Many things we can all agree on. It is there to catch and punish bad guys, stop polluters and fraudsters, put out your house if it catches fire, enforce contracts, and fix crumbling bridges, among a few other things.
The one thing most people do not want the government to do is play the role of businessmen. When a business person or entrepreneur takes a financial risk, he or she alone benefits from the success and alone suffers the consequences of failure. Yet when the government plays that role, the benefits of success are concentrated to a few well-connected folks at the top while the consequences of failure are diffused among the taxpayers.

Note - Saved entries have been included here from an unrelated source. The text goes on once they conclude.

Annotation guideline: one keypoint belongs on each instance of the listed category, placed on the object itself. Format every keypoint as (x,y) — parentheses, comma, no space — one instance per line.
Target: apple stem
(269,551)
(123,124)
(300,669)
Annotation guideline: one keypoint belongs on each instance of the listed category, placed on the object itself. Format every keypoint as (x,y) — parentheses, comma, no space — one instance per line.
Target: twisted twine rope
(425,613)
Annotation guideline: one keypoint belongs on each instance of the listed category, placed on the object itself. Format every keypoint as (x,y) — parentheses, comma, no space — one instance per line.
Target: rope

Imagine if the government could tax you for $10 then bet it all on red at a casino. If it wins, it will keep $15 and may generously give you $5, but if it loses, you’re out the $10. Either way, the taxpayer loses, but the government either comes out ahead or just loses your money. How fair is that?
This is what happens when politicians commit taxpayer money to grandiose projects like sports stadiums, convention centers, and in south Iredell County, a bankrupt cable provider.
Promises of massive economic gains, lower taxes, and better services are often spouted by politicians. But rarely, if ever, are these promises even remotely realistic. When the gains fail to materialize, those that touted the idea blame the opposition party and hope everyone quickly forgets. Taxpayers just accept the higher taxes caused by this new debt and move on. Rarely are the politicians held accountable nor do we get an apology for their buffoonery.
If you ask anyone in Mooresville for an example of the government wasting their money, nine out of ten will quickly tell you “M-I Connection”, the local government owned cable and internet service provider. Most refer to it under their breath as if to not dignify the entity by saying its name.
In 2007 the leaders of Mooresville and other neighboring communities thought it was worth it to take a risk on failing cable and internet service provider Adelphia (acquiring it for nearly three times its fair market value), promising it would reduce taxes because it would make so much money.
Nearly a decade later, M-I Connection is nowhere near turning a profit. The towns of Mooresville and Davidson are on the hook for millions of dollars each year simply to cover operating expenses. And with Time Warner Cable muscling into the local market offering arguably better service for a lower price, M-I Connection’s days of making any money at all look numbered.
Even if we try to look at the decision to buy M-I Connection in good faith, the best outcomes that could be conceived were slightly lower taxes and some politician’s names in the headlines. The risks associated with this venture however, were tremendous, such as the $90+ million loan taken out in the taxpayer’s name, an already outdated internet infrastructure that would immediately need to be updated, and competition from cable giant Time Warner Cable right next door.
The politicians who made these decisions created a scenario in which they would take all the benefits of success and deflect all the consequences of failure. They would take all the credit for lowering taxes, while the taxpayers would be stuck with the debt if it failed. They gambled with other people’s money.
What is happening in Mooresville, is happening all over the nation - bad investments made with the best of intentions. Politicians making bets with the money that is not theirs and failing to even remotely investigate the economic realism of the promises they’re making.
There are countless horror stories out there of places that have it even worse. Google: “Harrisburg PA Incinerator” or “Studio 38” or “St. Louis Rams Stadium” or “Dunkin Donuts Park” or “New Mexico Spaceport”. Governments simply cannot be trusted to make good business decisions.
There is hope. We can limit our exposure to wannabe-entrepreneur politician’s grand ideas by crafting laws that hold those politicians criminally liable for taking risks on the taxpayer’s dime. If these ideas really are ‘can’t-miss’, then the politicians should have no problem putting their freedom on the line, right?
This may not get the taxpayer’s money back when projects fail, but it will make sure politicians think long and hard about the risks inherent when gambling with the taxpayers financial future.